I met Elliott in 1984 when he came to Cincinnati for a performance of his Piano Concerto by Ursula Oppens and the Cincinnati Symphony Orchestra with Michael Gielen conducting. Elliott arrived ahead for rehearsals and he was excited by what he heard. I was Music Director of WGUC-FM, the classical music station that broadcasts the CSO concerts. We were just beginning to do digital recordings so I made sure that we recorded the final rehearsal and both performances digitally.
The first performance was on a Friday morning with an audience full of white-haired ladies. When Elliott got up to go on stage to take a bow, an elderly lady sitting just behind me said: “Oh, look. He’s one of us.”
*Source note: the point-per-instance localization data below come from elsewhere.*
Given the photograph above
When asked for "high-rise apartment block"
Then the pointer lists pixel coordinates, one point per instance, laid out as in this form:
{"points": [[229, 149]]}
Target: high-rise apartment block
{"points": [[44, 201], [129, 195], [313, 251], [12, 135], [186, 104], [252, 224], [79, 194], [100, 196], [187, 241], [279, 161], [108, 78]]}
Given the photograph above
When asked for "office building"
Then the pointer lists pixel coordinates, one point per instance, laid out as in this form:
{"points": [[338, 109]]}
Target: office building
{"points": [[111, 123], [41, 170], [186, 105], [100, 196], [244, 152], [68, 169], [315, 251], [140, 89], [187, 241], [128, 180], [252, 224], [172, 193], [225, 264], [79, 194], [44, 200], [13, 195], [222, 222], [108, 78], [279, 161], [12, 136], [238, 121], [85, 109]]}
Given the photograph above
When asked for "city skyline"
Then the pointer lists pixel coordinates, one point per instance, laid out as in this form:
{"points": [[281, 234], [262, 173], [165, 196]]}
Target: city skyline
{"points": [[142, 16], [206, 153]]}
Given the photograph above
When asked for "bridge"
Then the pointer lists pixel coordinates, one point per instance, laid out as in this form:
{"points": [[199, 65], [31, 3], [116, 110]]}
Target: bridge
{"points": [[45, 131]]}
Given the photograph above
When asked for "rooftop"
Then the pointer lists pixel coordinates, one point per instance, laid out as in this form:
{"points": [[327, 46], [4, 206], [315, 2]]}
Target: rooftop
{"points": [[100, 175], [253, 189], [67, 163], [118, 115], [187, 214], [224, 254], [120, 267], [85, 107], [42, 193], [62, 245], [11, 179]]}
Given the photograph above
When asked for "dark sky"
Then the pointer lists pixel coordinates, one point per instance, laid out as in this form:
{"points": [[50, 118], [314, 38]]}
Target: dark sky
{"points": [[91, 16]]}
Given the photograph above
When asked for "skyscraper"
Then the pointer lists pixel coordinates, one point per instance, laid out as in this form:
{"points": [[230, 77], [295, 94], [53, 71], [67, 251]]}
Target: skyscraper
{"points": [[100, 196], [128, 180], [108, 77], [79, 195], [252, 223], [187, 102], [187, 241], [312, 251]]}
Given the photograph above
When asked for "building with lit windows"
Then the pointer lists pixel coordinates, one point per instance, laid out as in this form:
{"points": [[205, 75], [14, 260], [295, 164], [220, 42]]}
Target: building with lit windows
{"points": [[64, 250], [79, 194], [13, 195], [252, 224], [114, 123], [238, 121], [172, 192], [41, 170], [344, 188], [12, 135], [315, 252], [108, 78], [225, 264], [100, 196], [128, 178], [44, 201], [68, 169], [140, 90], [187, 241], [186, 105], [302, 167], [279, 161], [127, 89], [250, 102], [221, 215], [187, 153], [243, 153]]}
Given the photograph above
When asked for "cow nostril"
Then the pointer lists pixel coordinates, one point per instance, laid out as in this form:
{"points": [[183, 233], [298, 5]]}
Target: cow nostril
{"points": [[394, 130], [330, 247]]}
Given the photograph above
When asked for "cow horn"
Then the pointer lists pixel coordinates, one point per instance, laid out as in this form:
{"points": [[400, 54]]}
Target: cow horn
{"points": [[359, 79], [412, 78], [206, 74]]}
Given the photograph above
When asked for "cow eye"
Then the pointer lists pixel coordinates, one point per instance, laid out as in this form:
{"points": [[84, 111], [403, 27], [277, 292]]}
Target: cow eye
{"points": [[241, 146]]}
That night we gave a dinner party for Elliott in the course of which I talked to him about writing a choral work for the Cincinnati May Festival and the Cincinnati Symphony Orchestra to mark the 200th anniversary of Cincinnati. He said he would think about it and about what text might work. Some months later I got an interesting letter from him, saying that for philosophical reasons he couldn’t write a choral piece, that “choral music represents a social cohesiveness and agreement about worthy goals – which I no longer see in the world we live in….”
Elliott was very pleased with the performances of the Piano Concerto and asked if there was the possibility of the live recording released on a disc. On Sunday morning, Elliott and I and Ursula and her parents, who had come for the concert, went down to the WGUC studio and listened to the performances. Clearly we could assemble a first-class recording. We even had Side B for the LP: a concert recording of Variations for Orchestra, which the CSO had played the year before. Elliott asked me to help make the disc happen, and I did. Enchanted Preludes was his thank you to me.
1988, the year that Elliott wrote Enchanted Preludes for my 50th birthday, was his 80th birthday. The piece being his most recent, it was widely performed, and my husband Harry, who had commissioned it, and I went to many of the performances. In the fall of 1988 we went to Badenweiler in Switzerland for a festival of Elliott’s music. I was a little disappointed that Enchanted Preludes had not been programmed, but when I mentioned it Elliott said that the Badenweiler program was set before the piece was available. I gently suggested to Klaus Lauer who organized the festival that perhaps it could be an encore, but he told me he couldn’t find the right players. It was a wonderful festival with great Carter performers – Ursula Oppens, Charles Rosen, the Arditti Quartet and others. At the last concert of the festival, the final piece on the program was played, and Klaus got up to thank Elliott. He said: “As long as music is performed here, the music of Elliott Carter will be heard. And now we have a final piece which he wrote for his friend, Ann Santen.” And Enchanted Preludes closed the festival. It was one of the loveliest surprises of my life.